Reçu sur RFI, ce vendredi 14 mai 2021, l’ancien ministre béninois et exilé politique, Komi Koutché, a passé en revue l’actualité politique de son pays d’origine. Au micro de Christophe Boisbouvier, l’ex-collaborateur de Boni Yayi a dénoncé des arrestations arbitraires.
Komi Koutché pense que le Bénin n’a plus de justice républicaine, depuis la venue au pouvoir de Patrice Talon, en 2016. C’est ce qui ressort de son entretien accordé, ce vendredi, à RFI, alors qu’il évoquait l’emprisonnement des opposants, notamment Reckya Madoudou et Joël Aïvo.
Pour le président de la Coalition s’Engager pour le Bénin (CEB), la justice républicaine a été remplacée par la justice privée du président Patrice Talon. « Les cas Réckya Madougou et Joël Aïvo sont illustratifs », dit-il.
A l’en croire, il est reproché à Réckya Madougou d’avoir financé ses partisans pour 15 millions de francs CFA. « Vous voyez ce que ça fait pour une candidate d’un parti comme « Les Démocrates ». On lui reproche, pourquoi après le rejet de sa candidature, elle met 15 millions à la disposition de ses partisans », a-t-il dénoncé.
Komi Koutché poursuit en indiquant que le Bénin est un pays démocratique et la contestation est une vertu démocratique. « Je ne pense pas qu’il soit raisonnable et du bon sens qu’on reproche à une candidate de financer à 15 millions de francs CFA. Si vous convertissez en euro, vous verrez que c’est rien du tout, pour aller expliquer comment sa candidature a été rejetée, si tant est que la contestation est une vertu de la démocratie », va-t-il expliquer.
Du flou autour des faits reprochés à Aïvo?
En ce qui concerne le cas de Joël Aïvo, Komi Koutché rappelle qu’il lui est reproché le blanchiment de capitaux et l’appel à l’insurrection. « Si je prends l’aspect de blanchiment de capitaux, de façon terre à terre, ancien ministre des finances que je suis, un blanchiment suppose de l’argent gagné d’une origine criminelle et recyclé dans une fin objectivement justifiable », dit-il.
Mais, d’après l’ancien ministre de Boni Yayi, la source criminelle de l’argent qu’aurait gagné Joël Aïvo reste inconnue. C’est pourquoi, conclut-il, « en clair, il a été question d’embastiller les quelques rares têtes qui restaient encore et derrière lesquelles le peuple pouvait s’aligner si les élections étaient ouvertes ».
Toutefois, Komi Koutché rappelle que ce n’est pas uniquement Joël Aïvo et Réckya Madougou qui sont arbitrairement incarcérés.

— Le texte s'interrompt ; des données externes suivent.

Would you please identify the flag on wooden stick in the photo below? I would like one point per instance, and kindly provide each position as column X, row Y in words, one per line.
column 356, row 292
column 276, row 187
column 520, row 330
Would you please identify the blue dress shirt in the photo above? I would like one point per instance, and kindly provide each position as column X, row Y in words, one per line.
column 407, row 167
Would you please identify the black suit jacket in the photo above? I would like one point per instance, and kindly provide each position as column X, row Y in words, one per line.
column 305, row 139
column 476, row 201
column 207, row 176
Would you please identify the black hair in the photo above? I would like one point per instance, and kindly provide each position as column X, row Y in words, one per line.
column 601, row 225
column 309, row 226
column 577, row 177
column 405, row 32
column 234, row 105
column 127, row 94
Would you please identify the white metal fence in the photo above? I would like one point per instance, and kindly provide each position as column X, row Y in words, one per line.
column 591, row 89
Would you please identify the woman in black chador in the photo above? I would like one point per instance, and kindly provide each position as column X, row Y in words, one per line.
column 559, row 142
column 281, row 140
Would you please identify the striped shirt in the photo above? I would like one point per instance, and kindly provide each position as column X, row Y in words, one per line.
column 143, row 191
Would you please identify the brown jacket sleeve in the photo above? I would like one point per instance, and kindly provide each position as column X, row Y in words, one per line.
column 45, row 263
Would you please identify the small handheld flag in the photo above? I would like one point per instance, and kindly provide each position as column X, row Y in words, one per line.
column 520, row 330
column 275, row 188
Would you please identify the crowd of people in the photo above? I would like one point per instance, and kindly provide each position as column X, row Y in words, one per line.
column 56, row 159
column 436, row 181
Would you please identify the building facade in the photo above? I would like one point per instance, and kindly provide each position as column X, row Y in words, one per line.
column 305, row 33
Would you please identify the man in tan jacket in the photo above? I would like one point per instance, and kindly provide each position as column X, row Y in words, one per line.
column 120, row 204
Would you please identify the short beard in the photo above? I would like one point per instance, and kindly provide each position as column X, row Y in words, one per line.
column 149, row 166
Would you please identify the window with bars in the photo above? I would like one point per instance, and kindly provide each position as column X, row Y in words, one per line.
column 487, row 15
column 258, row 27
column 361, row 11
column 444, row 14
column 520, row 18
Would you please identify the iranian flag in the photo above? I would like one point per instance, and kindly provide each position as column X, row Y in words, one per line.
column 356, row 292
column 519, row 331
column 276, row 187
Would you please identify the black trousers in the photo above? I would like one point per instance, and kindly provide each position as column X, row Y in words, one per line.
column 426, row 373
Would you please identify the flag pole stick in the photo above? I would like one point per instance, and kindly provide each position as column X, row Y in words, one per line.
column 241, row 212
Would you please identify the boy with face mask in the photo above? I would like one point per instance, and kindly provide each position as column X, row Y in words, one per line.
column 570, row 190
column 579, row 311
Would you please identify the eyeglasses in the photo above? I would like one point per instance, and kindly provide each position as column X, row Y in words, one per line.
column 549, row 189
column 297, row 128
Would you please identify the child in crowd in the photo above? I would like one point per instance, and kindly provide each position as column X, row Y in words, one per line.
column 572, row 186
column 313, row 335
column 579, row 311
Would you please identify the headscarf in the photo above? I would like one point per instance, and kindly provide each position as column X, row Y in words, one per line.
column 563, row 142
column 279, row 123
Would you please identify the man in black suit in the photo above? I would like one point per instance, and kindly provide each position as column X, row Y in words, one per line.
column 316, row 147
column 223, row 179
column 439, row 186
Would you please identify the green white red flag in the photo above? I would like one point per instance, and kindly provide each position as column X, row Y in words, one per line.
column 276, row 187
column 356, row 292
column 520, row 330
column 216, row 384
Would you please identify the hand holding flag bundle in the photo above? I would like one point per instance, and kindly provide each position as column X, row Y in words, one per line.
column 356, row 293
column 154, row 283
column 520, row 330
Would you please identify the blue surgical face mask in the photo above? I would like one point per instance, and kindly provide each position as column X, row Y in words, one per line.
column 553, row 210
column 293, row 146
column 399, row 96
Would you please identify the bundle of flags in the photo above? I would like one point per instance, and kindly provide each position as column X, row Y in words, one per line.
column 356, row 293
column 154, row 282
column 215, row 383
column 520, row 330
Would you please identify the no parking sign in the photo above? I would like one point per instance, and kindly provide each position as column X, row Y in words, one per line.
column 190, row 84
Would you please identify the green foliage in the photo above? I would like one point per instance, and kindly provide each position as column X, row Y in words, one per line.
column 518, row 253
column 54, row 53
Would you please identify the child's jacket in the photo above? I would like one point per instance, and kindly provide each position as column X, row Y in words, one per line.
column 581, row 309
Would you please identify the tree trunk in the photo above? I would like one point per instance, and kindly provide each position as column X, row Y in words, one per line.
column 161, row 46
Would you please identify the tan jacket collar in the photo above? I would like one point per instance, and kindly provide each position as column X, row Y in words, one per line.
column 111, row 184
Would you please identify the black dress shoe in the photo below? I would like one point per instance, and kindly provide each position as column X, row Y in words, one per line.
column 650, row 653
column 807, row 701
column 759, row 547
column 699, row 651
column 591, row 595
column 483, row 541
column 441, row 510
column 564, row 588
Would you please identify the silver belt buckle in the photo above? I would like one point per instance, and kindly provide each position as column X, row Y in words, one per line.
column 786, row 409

« Mais si vous citez seulement les cas Joël Aïvo et Réckya Madougou, c’est que vous taisez les près de 500 arrestations extra-judiciaires qu’il y a eues depuis que cette parodie d’élection a été organisée… »
Komi Koutché
Sur l’arrestation de Reckya Madougou et Joël Aîvo
Reckya Madougou, candidate recalée de « Les Démocrates » à la présidentielle du 11 avril 2021, a été arrêtée, le 3 mars 2021, sur le pont de Porto-Novo, alors qu’elle quittait une sortie médiatique.
Auditionnée par le procureur spécial de la Cour de répression des infractions économiques et du terrorisme (CRIET), le magistrat Mario Mètonou, et ensuite au niveau de la Brigade économique et financière (BEF), Reckya Madougou a été finalement déposée à la prison civile de Missérété.
Depuis son incarcération, ses conditions de détention font l’objet de beaucoup de commentaires, aussi bien de la part de ses camardes « Les Démocrates » et du Front pour la restauration de la démocratie (FRD), que des activistes du net; un sujet, d’ailleurs, évoqué par l’un de ses avocats sur RFI.
De son côté, Joël Aïvo a été arrêté, jeudi 15 avril 2021, à hauteur de Godomey Togougo, dans une embuscade alors qu’il quittait les cours à l’Université d’Abomey-Calavi.
Présenté au procureur spécial de la Cour de Répression des Infractions Économiques et du Terrorisme (Criet), le vendredi 16 avril, Frédéric Joël Aïvo a été placé en détention provisoire avec 3 autres personnes pour atteinte à la sûreté de l’Etat et blanchiment de capitaux.
Comme pour toutes les personnes en prison pour les manifestations électorales, son procès est prévu pour le 15 juillet 2021.